Visual artist Meaghan Shelton engages her trans-disciplinary practice to address the ineffable aspects of women’s experience through the lens of traditional art practice. Based in the Hinterland of the Sunshine Coast, Shelton draws from her own story as that of a fourth generation Irish-Anglo, Australian woman.
Relying on the evocation of memory within domestic spaces, her exploration of the craft/ fine art nexus challenges the connection between historical marginalization of art made by women and its hierarchical valuing of materiality. These self-imposed frameworks allow her to examine insider/ outsider as that which can be experienced simultaneously. In doing so, she upends exclusions and dissolves boundaries to reveal a new semiology by which to identify rites of passage of the feminine.

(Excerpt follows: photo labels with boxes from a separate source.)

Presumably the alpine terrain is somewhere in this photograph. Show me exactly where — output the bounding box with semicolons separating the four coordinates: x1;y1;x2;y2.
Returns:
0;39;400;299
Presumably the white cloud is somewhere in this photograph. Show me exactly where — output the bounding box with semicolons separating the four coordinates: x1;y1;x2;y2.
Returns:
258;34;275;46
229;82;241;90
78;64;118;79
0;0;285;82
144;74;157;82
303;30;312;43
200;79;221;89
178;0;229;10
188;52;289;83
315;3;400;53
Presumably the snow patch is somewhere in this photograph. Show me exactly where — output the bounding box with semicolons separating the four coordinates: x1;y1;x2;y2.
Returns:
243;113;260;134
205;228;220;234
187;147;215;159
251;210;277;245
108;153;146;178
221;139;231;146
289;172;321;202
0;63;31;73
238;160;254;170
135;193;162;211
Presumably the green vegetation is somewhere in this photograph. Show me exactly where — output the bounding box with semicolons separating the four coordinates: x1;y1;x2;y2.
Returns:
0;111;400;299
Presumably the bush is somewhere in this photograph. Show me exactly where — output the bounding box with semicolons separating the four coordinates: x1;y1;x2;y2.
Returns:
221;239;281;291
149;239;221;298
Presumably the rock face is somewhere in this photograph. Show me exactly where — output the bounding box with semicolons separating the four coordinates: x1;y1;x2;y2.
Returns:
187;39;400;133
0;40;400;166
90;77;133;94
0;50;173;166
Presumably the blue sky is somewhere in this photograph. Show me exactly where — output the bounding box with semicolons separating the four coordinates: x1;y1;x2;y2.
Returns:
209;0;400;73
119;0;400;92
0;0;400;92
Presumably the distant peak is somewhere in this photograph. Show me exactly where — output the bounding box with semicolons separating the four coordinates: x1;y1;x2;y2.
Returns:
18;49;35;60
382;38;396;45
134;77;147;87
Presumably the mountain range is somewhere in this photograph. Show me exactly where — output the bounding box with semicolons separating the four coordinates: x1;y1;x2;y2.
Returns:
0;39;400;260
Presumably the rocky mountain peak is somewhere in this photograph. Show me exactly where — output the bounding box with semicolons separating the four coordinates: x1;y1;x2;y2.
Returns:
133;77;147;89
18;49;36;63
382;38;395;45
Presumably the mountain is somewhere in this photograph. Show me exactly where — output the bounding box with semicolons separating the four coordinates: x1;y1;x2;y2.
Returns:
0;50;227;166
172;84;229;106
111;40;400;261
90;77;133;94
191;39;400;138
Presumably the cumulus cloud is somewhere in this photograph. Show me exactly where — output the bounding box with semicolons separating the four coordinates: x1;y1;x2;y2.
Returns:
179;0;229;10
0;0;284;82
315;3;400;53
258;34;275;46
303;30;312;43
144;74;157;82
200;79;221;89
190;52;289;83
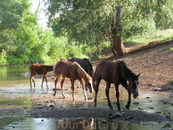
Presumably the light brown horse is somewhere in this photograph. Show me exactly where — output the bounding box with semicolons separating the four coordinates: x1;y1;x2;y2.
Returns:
53;60;93;100
30;64;53;89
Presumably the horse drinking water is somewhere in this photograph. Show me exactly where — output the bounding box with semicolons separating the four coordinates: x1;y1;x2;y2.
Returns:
93;61;140;111
30;64;53;89
53;60;93;100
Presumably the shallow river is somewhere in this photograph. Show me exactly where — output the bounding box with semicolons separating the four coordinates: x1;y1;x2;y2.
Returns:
0;65;173;130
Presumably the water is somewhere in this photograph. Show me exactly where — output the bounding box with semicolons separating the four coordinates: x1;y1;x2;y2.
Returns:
0;65;173;130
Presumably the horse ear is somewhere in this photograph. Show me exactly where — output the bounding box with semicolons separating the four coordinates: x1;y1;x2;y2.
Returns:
137;73;140;77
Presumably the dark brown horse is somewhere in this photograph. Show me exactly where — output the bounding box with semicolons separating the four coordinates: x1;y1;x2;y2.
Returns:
68;58;94;77
93;61;139;111
30;64;53;89
68;58;94;89
53;60;93;100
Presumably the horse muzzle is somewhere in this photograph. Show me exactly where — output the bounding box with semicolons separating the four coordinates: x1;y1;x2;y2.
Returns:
133;93;139;98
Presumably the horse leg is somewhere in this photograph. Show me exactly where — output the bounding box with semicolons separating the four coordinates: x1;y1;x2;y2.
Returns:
79;79;88;101
61;77;65;98
53;78;58;96
30;73;36;88
41;74;45;88
121;81;131;109
105;82;113;109
94;79;101;107
115;83;122;111
44;75;49;90
71;79;75;101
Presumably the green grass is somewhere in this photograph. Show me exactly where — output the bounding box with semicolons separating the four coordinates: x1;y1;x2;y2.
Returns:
124;29;173;44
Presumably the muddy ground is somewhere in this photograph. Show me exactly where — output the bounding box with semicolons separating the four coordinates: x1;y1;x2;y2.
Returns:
5;42;173;122
23;42;173;122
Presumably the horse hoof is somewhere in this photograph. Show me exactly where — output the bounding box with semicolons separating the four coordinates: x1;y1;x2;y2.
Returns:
110;106;114;110
118;108;123;112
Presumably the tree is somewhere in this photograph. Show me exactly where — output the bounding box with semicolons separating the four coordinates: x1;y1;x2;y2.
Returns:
45;0;173;55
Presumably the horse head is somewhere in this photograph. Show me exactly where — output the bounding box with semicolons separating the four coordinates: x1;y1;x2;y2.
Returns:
129;73;140;98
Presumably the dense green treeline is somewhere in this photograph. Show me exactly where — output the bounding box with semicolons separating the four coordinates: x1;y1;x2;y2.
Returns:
0;0;173;66
0;0;97;66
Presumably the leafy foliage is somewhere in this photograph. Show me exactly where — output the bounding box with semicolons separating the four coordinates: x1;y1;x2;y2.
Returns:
45;0;173;46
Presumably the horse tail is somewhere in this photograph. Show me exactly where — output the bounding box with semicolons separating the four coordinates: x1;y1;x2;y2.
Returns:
71;61;91;79
83;58;94;77
53;62;59;77
119;61;132;80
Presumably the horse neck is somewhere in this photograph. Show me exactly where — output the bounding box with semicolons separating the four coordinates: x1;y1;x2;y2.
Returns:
121;66;132;81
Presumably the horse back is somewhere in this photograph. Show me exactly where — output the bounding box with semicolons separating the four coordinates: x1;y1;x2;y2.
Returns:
53;60;72;78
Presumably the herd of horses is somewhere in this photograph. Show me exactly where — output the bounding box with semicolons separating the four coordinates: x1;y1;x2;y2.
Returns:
30;58;140;111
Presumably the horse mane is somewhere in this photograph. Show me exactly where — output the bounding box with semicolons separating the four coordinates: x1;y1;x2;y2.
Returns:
71;61;91;80
120;61;133;80
83;58;94;76
53;62;59;77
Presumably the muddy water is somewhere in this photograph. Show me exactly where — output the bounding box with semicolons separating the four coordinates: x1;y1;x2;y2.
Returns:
0;66;173;130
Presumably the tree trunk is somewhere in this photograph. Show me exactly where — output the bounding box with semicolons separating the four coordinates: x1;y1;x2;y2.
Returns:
111;4;125;56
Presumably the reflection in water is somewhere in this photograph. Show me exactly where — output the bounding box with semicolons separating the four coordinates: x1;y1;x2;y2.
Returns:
0;66;173;130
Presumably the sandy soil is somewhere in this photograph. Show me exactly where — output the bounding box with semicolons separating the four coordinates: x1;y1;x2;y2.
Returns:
25;42;173;122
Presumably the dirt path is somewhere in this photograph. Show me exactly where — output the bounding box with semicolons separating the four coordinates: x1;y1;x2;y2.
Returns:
24;42;173;122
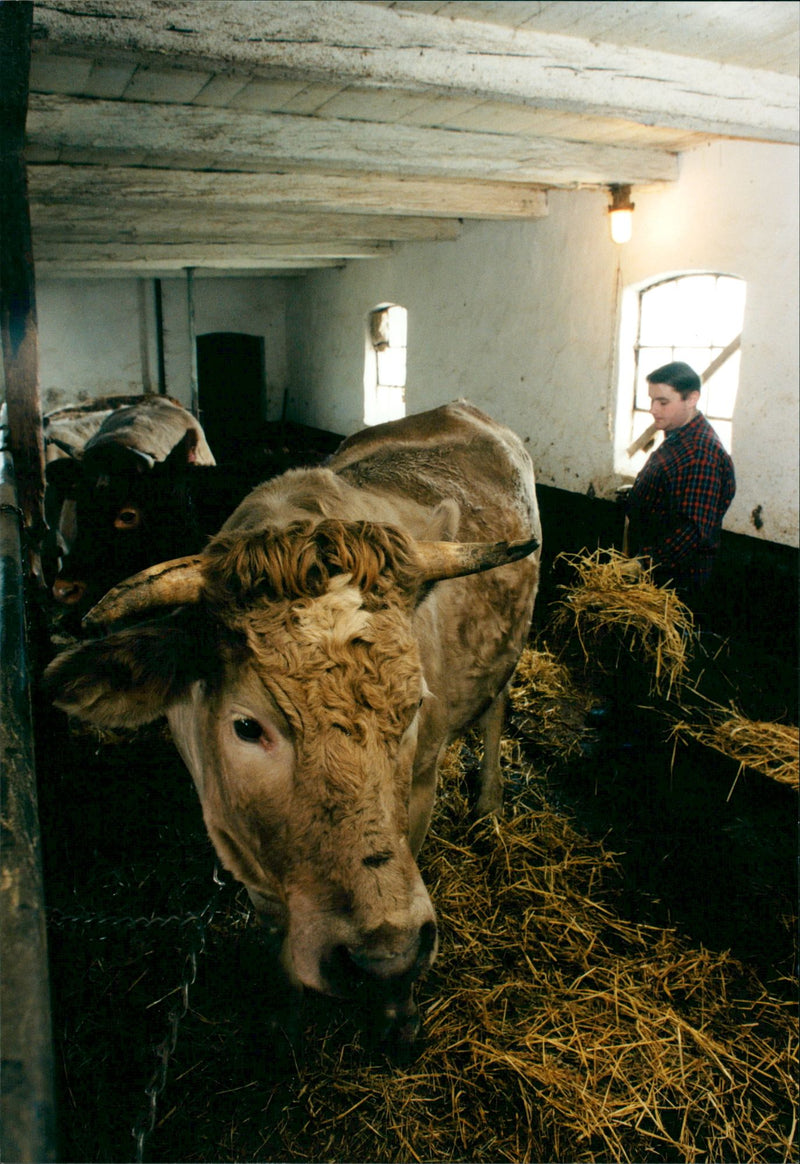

The aesthetic vocabulary of Meaghan’s practice incorporates a subconscious aspect of survival and the malleable ability of many women to adapt within their apparent habitat. The diving helmet as a symbol of survival offers the idea of finding a way. A way to meet one’s objectives, to do one’s work, to have a sense of purpose and exploration and still survive, is very much a part of the symbolic nature of the helmet. How do we survive in a world that we don’t quite fit into? Diving Helmet presents a human portrait posing the sense of being aware of one’s breathing, one’s own heartbeat, the awareness of being a living breathing person. It’s crocheted sheath or Overlay which, if stretched over the metal framed sculpture that is the diving helmet, is a perfect replica. Yet suspended on it’s own, without armature for support, it takes on the presence of a child’s garment, its delicate copper twinkling in the light.